Worked example: fintech app, $48 CAC vs $145 LTV (3.0:1)
Nómada Capital (fictitious name, representative data) is a personal finance app targeting freelancers and self-employed workers in Mexico and Colombia. Monthly subscription: MXN 99 / COP 12,000 (approximately USD 5.80/month blended). Apple/Google fee: 15% (small business rate). Gross margin on subscription revenue: 72%.
Retention curve (D-day → retention): D1 58%, D7 38%, D30 22%, D90 14%, D180 10%, D365 7%.
LTV calculation (12-month cohort):
- Average active months per user: integral of retention curve ≈ 5.8 months.
- Net ARPU: USD 5.80 × 85% (after platform fee) × 72% (gross margin) = USD 3.54/month.
- LTV (12m): 5.8 × USD 3.54 = USD 20.50 (12-month observable window).
- Projected LTV (24m with power-law extrapolation): USD 32.80.
- Blended CAC (ASA 40% budget + Meta 40% + organic 20%): USD 48.
- Effective LTV:CAC ratio (24m pLTV): USD 32.80 ÷ USD 48 = 0.68:1 — loss on every install.
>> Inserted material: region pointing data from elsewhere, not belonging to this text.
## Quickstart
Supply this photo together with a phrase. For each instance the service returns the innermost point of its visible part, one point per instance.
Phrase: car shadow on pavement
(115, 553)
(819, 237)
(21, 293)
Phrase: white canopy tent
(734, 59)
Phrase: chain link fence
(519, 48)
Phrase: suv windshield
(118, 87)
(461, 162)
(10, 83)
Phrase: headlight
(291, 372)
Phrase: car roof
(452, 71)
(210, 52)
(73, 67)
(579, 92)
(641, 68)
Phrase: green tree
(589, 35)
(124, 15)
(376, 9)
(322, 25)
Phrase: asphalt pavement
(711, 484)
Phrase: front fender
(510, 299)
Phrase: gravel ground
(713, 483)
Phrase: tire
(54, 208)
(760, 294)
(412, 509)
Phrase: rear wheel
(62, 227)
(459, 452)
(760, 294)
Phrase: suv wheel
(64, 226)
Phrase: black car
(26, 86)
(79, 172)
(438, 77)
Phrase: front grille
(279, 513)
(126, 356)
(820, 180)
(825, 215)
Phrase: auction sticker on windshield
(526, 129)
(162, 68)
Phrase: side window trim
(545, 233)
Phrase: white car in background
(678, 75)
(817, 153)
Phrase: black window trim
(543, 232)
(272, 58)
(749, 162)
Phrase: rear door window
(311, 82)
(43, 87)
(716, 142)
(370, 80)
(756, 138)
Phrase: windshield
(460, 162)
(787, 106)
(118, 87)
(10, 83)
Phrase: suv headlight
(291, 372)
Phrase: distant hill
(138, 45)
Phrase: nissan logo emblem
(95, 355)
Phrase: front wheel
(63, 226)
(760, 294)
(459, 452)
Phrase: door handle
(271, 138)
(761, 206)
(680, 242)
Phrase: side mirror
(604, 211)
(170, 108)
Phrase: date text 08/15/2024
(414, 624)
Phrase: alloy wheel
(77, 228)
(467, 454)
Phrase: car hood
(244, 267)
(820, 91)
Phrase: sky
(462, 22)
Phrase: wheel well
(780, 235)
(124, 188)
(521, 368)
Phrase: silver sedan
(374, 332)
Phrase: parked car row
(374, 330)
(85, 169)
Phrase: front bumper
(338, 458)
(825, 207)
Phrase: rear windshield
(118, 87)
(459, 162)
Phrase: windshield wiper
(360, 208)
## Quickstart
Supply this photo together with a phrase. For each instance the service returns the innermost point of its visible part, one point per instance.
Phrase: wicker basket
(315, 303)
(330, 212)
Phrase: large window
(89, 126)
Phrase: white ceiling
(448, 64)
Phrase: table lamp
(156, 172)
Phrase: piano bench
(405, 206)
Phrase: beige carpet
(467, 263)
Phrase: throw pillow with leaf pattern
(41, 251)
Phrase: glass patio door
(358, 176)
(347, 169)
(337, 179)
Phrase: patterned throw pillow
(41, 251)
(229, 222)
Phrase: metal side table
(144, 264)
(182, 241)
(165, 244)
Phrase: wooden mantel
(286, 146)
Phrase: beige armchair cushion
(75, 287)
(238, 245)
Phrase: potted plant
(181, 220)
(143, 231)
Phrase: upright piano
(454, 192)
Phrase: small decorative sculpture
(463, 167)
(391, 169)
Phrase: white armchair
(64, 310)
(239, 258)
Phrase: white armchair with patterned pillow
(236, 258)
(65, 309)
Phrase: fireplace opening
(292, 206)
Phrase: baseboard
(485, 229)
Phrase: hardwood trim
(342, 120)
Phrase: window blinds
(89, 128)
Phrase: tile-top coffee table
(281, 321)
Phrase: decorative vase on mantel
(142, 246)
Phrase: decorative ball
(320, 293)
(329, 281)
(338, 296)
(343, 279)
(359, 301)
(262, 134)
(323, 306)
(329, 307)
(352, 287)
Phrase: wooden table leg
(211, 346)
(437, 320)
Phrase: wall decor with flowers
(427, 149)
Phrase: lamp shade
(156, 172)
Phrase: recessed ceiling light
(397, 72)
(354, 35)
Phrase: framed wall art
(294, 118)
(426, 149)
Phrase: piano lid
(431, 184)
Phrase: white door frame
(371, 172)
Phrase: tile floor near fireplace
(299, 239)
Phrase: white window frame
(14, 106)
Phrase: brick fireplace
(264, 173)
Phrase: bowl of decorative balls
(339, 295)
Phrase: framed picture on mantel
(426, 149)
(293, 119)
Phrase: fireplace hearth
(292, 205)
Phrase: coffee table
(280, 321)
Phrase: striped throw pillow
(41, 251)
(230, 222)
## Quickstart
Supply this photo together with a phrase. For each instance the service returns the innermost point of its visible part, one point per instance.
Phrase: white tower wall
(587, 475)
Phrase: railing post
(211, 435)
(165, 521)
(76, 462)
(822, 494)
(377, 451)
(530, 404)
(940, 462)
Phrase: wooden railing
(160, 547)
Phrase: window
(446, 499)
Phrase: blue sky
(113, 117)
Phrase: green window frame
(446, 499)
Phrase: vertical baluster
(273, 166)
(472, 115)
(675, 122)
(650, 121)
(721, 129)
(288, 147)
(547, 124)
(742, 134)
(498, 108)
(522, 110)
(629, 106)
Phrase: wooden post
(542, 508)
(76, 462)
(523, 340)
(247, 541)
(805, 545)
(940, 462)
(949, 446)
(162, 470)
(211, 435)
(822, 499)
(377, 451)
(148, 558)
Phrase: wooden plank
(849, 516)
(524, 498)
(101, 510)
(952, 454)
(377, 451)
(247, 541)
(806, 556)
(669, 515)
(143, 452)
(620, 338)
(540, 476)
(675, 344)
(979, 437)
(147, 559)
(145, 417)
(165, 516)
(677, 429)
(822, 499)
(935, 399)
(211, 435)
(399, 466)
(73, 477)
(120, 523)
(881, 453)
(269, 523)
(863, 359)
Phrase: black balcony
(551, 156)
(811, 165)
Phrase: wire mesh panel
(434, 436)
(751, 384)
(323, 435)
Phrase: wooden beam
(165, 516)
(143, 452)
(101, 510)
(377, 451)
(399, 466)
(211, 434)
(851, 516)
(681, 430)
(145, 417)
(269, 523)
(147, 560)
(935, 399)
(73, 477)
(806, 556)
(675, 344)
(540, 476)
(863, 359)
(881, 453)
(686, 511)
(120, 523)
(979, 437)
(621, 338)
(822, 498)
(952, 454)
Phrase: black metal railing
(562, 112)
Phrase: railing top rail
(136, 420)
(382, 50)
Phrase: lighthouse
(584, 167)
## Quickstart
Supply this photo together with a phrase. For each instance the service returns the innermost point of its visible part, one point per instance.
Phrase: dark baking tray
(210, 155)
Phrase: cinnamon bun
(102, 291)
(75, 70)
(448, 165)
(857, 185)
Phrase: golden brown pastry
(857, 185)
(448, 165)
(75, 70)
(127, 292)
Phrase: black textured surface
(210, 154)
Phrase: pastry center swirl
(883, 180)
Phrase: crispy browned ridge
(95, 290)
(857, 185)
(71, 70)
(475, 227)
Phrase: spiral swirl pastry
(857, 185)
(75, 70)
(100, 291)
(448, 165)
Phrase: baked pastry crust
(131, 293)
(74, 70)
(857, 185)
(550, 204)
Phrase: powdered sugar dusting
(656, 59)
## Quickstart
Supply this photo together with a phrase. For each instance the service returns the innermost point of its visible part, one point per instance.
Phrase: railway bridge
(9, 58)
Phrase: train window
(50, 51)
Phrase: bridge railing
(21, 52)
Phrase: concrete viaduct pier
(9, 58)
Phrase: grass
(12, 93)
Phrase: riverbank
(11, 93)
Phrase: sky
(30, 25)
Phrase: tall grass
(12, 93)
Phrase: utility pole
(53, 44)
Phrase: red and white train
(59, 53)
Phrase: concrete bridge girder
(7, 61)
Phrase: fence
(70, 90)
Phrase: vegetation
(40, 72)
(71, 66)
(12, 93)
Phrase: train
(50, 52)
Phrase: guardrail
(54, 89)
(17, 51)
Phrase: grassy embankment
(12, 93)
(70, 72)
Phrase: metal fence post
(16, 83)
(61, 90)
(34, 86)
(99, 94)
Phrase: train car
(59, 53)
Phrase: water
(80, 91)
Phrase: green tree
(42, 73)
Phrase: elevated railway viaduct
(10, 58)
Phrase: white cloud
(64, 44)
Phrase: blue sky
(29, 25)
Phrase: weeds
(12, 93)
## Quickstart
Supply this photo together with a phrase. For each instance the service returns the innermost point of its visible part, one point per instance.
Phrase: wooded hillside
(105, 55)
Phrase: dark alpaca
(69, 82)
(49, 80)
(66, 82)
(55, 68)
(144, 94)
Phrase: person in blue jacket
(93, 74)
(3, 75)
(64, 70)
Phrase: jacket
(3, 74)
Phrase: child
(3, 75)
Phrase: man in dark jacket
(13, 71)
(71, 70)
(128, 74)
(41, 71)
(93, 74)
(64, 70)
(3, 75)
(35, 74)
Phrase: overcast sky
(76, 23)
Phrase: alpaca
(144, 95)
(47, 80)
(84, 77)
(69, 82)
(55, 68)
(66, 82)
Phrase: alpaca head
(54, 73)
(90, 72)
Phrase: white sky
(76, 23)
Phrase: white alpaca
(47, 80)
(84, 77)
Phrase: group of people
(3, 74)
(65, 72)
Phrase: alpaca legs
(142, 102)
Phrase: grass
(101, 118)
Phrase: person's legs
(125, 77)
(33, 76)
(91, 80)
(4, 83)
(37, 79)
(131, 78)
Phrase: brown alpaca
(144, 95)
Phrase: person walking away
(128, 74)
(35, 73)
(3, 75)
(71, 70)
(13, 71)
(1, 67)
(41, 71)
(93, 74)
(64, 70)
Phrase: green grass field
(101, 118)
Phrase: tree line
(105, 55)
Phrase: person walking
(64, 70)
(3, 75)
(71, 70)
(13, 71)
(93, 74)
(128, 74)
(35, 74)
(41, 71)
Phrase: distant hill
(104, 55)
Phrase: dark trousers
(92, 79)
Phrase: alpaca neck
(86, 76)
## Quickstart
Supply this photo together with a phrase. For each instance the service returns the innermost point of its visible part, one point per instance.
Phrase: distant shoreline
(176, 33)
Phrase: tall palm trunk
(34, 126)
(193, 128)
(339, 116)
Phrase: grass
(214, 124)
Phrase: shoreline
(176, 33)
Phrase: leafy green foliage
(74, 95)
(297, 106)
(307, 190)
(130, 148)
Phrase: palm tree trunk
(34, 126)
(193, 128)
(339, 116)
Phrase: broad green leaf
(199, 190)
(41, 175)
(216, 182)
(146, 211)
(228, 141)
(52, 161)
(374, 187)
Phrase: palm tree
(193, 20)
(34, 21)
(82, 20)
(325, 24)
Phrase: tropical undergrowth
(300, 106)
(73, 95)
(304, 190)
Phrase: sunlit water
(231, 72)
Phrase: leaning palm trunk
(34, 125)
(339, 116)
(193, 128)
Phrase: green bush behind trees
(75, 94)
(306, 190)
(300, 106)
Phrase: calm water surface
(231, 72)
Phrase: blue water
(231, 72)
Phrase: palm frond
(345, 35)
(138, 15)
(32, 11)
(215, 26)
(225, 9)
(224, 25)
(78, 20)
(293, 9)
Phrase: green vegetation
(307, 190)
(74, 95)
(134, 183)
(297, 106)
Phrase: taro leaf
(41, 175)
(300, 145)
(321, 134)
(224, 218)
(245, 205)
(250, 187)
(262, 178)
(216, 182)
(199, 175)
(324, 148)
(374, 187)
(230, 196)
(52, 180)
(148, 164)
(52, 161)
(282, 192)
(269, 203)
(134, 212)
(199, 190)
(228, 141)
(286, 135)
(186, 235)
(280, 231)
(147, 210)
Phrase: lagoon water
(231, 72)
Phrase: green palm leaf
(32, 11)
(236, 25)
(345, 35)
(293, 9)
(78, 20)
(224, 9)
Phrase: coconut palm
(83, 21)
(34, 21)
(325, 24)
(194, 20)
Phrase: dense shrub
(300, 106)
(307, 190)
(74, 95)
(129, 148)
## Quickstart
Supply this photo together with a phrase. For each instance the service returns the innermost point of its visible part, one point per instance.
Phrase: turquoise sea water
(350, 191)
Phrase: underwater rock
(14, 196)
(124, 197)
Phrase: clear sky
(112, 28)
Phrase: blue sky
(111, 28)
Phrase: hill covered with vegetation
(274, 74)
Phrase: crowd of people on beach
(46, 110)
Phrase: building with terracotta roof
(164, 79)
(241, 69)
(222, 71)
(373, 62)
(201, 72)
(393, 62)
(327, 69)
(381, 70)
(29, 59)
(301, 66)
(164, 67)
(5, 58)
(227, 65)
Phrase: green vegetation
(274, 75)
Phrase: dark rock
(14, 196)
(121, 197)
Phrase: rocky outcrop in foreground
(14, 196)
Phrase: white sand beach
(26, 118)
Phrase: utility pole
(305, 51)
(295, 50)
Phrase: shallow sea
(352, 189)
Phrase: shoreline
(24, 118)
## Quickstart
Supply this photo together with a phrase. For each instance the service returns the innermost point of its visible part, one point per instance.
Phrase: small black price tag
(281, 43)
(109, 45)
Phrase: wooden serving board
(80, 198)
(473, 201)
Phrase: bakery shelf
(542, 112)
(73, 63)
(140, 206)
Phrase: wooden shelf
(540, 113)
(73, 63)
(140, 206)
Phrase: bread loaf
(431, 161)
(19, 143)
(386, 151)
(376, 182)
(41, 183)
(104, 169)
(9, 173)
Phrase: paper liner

Diagnosis: the subscription price (USD 5.80) is too low for the CAC the channels require. Action: annual plan at USD 49.99/year (USD 4.17/month) with 14-day free trial, reducing churn friction and improving LTV to USD 145 projected (paid upfront at 72% margin = USD 36 net, with 85% year-1 retention on annual plan). Blended CAC stays USD 48. Ratio: 3.0:1 with 16-month payback on annual cohort.
How to read the result alongside cash runway
Healthy unit economics on paper are not enough if the business does not survive long enough to harvest them. A practical heuristic: payback period must be shorter than (current runway − 6 safety months). With 12 months of runway, only channels paying back in under 6 months should receive incremental UA budget; the rest go on hold until you raise, hit cash-flow positive, or reduce burn. The simulator surfaces this constraint by combining the LTV:CAC view with a runway view, so growth, finance and product can decide together rather than each defending their own dashboard.